Scottish Social Attitudes Survey
Bòrd na Gàidhlig welcomes findings of new Scottish Social Attitudes survey as support for Gaelic increases hugely in a decade.
The full report and supporting documents can be found here.
The number of Scots who can speak some Gaelic has doubled in the past decade, the latest Scottish Social Attitudes survey has found.
The proportion of people who say they can speak at least the odd word of Gaelic has doubled from 15% in 2012 to 30% today.
Bòrd na Gàidhlig, the principal body in Scotland responsible for promoting Gaelic development, has hailed the survey as a major success for the language, with findings showing significant support and awareness throughout the country.
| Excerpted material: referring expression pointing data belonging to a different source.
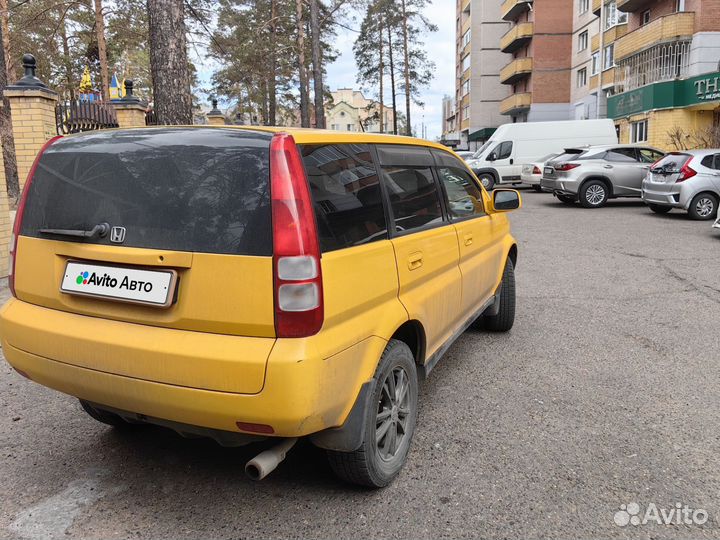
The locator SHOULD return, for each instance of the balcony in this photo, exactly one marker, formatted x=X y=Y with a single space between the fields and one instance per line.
x=516 y=70
x=663 y=30
x=518 y=36
x=516 y=103
x=511 y=9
The Scottish Social Attitudes (SSA) survey is conducted by the Scottish Centre for Social Research (ScotCen) and has been tracking changes in people’s social, political and moral attitudes in Scotland since 1999.
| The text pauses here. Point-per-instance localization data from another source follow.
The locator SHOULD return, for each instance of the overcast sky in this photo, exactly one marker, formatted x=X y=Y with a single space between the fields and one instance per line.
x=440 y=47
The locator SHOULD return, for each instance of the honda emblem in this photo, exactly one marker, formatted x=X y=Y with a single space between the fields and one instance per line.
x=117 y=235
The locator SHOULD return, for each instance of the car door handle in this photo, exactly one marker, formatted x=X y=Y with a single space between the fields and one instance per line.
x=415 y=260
The 2021 survey found that more than half of those surveyed would like to see the number of Gaelic speakers in Scotland rise in the future, with 56% giving their backing.
Young people, those with a greater knowledge of Gaelic, and those who have experienced greater exposure to the language are credited as the key factors associated with its growth. The survey shows that those who come in to contact with Gaelic are more likely to hold positive views.
The SSA also highlights a major shift of attitude towards education. More than half of those surveyed, 55%, believe that all children in Scotland between five and 15-years-old, should be taught Gaelic as a school subject for between one and two hours a week. This is a marked rise from just 38% support in 2012.
It is clear that Gaelic also contributes to wellbeing with 70% of adults stating that learning Gaelic gives someone a sense of achievement.
Mairi MacInnes, Chair at Bòrd na Gàidhlig, said: “Bòrd na Gàidhlig welcomes this latest report from the Scottish Social Attitudes survey. These results are excellent news and show the widespread support for Gaelic, which bodes well for its future. The rise in the usage of Gaelic is vital to preserving and growing the language for years to come, and we will continue to work tirelessly to provide support and solutions to help continue this growth.
“We are delighted by the rise in those with some knowledge of the language – to double that figure in a decade is a remarkable achievement. Support for the growth of Gaelic education in our schools will only support the rise in popularity for future generations and we believe it will be a vital part of our strategy to build on this success.”
Cabinet Secretary for Education Shirley-Anne Somerville said: “The rise in people speaking some Gaelic and support for its continued increase shows this Government’s commitment to promote and develop the language is having a meaningful impact.
“We want to ensure that those who wish to use, or learn Gaelic are afforded the opportunity to do so and we will continue to work with partners in this aim.”